4) Laptop computers may be used to store course material or as calculators, but for no other purposes. In particular, it is strictly forbidden to use them for any form of communication. No other electronic devices may be used during the examination except a laptop or a calculator.
(a) Define the terms inverted file, inverted list, posting.
(b) When implementing an inverted file system, what are the criteria that you would use to judge whether the system is suitable for very large-scale information retrieval?
(c) You are designing an inverted file system to be used with Boolean queries on a very large collection of textual documents. New documents are being continually added to the collection.
(i) What file structure(s) would you use?
(ii) How well does your design satisfy the criteria listed in Part (b)?
(a) Explain how vector space concepts can be used to calculate the similarity between two documents.
(b) You have the collection of documents that contain the following index terms:
D1: alpha bravo charlie delta echo foxtrot golf
D2: golf golf golf delta alpha
D3: bravo charlie bravo echo foxtrot bravo
D4: foxtrot alpha alpha golf golf delta
(i) Use an incidence matrix of terms to calculate a similarity matrix for these four documents, with no term weighting.
(ii) Use a frequency matrix of terms to calculate a similarity matrix for these documents, with weights proportional to the term frequency and inversely proportional to the document frequency.
(a) Define the
terms recall and precision.
(b) Q is a query. D is a collection of 1,000,000 documents. When the query Q is run, a set of 200 documents is returned.

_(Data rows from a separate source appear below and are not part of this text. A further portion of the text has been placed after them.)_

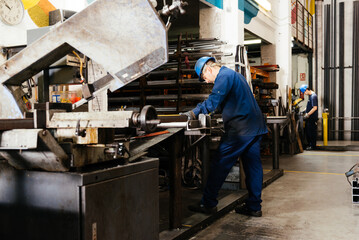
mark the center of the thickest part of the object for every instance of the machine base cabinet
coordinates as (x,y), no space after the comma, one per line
(114,203)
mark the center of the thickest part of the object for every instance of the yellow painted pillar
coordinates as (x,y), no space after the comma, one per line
(325,128)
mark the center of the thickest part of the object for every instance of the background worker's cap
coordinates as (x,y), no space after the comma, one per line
(200,65)
(303,88)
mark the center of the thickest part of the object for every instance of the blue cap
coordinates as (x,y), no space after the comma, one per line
(200,64)
(303,88)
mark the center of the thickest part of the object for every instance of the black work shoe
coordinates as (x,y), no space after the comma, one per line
(243,209)
(199,207)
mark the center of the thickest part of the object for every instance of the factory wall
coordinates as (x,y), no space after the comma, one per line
(35,12)
(272,26)
(329,73)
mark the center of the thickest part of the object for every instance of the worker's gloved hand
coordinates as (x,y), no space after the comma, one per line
(190,115)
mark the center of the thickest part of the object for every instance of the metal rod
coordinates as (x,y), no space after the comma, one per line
(333,84)
(172,125)
(341,68)
(275,146)
(355,72)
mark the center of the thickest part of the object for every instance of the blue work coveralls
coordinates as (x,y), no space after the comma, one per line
(244,126)
(311,126)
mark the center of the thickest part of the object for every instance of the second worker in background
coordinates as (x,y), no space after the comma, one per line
(244,126)
(311,117)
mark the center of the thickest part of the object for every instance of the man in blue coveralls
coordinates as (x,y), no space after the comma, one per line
(310,117)
(244,126)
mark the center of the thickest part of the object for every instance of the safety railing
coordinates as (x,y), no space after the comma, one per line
(302,24)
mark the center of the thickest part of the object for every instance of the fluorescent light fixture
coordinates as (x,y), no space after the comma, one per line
(254,41)
(265,4)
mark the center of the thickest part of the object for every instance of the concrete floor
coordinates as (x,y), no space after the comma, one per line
(311,201)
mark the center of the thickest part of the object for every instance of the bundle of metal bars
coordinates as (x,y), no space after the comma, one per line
(173,87)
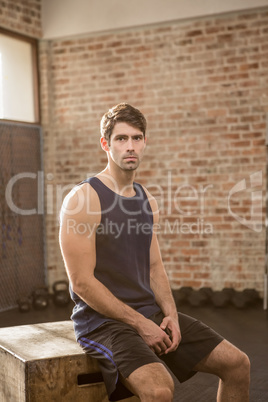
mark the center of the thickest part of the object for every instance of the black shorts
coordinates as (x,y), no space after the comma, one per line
(121,350)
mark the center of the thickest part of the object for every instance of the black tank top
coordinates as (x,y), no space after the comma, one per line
(123,240)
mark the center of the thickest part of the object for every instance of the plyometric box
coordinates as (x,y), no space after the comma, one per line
(43,363)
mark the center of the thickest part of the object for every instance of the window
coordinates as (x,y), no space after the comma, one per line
(18,78)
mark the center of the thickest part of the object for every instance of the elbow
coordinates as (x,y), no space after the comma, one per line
(80,286)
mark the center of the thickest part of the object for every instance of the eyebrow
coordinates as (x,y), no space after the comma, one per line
(129,135)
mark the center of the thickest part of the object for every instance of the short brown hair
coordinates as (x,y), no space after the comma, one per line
(124,113)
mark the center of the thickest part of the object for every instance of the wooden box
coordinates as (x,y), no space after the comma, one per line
(44,363)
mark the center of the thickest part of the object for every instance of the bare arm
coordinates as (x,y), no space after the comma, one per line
(80,217)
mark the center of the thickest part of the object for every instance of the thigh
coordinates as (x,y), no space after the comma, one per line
(120,351)
(147,378)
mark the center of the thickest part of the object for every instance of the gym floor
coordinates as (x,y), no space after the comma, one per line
(247,329)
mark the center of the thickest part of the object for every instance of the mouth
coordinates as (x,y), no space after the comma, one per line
(130,158)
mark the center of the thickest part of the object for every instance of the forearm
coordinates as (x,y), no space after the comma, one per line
(99,298)
(162,291)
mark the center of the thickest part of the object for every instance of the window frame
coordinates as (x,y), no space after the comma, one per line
(35,68)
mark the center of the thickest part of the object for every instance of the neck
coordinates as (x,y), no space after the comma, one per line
(120,181)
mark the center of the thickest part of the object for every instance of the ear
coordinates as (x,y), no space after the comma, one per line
(104,144)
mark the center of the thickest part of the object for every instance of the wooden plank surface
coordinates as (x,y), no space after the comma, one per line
(40,341)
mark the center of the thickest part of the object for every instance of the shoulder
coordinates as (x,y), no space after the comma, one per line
(81,203)
(152,201)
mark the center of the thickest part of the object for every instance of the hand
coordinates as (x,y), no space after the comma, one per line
(171,326)
(155,337)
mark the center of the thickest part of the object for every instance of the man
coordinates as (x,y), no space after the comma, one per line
(124,313)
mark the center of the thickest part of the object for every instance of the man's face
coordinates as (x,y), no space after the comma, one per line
(126,147)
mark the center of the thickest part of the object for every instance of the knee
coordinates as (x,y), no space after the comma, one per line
(240,367)
(162,394)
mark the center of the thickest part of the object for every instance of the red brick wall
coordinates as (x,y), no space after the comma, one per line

(i) How in a practical experiment would you calculate the precision?
(ii) How in a practical experiment would you calculate the recall?
(c) Suppose that, by some means, it is known that 100 of the documents in D are relevant to Q. Of the 200 documents returned by the search, 50 are relevant.
(i) What is the precision?
(ii) What is the recall?
(d) Explain in general terms the method used by TREC to estimate the recall.